VolCore Ops¶
VolCore Ops is a volunteer operations platform concept for scheduling, staffing, coordination, check-in, records, and event-day support.
It is designed around a simple reality: volunteer-driven organizations often run on spreadsheets, group chats, paper rosters, shared memory, and the heroic efforts of one or two people who somehow know where everything is. That works beautifully right up until it does not.
VolCore Ops is meant to turn that coordination work into structured, traceable, and supportable workflows.
Summary¶
VolCore Ops is a self-hosted volunteer operations system designed for a single organization. The project focuses on the operational side of volunteer management: onboarding, approvals, credentials, event staffing, shift assignments, waitlists, attendance, check-in, required forms, exports, and administrative oversight.
The goal is not to build a generic social platform or bloated enterprise portal.
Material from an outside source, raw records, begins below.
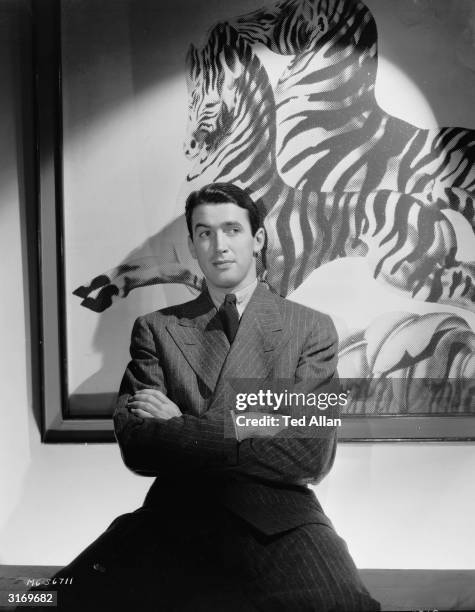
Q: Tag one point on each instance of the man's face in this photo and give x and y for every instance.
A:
(224, 245)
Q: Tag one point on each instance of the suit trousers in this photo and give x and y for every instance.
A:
(211, 560)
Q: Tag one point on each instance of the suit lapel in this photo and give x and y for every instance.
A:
(259, 340)
(199, 335)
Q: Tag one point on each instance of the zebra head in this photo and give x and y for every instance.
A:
(231, 106)
(211, 76)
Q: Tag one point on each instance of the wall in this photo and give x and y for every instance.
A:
(397, 505)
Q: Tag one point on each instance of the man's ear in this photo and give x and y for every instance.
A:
(191, 246)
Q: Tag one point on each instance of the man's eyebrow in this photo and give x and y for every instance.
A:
(225, 224)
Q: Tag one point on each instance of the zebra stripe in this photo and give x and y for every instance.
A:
(343, 141)
(407, 244)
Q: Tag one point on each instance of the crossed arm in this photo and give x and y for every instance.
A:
(158, 437)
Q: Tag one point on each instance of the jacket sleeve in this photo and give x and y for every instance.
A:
(186, 444)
The goal is to support the actual work that happens before, during, and after an event.
That means answering questions like:
- Who is approved to volunteer?
- Who is available?
- Who is assigned?
- Who still needs required forms or credentials?
- Who checked in?
- Who checked out?
- Who no-showed?
- Who needs follow-up?
- What can be printed or exported when event-day chaos starts doing jazz hands?
Why I designed it¶
Volunteer coordination can get messy quickly.
A small event might survive with a spreadsheet and a group chat. A larger event usually needs more structure: role-aware access, shift planning, waitlists, check-in workflows, required forms, emergency contact access, participation history, and reliable reporting.
The problem is not just storing volunteers in a database. The harder problem is modeling the operational workflow around them.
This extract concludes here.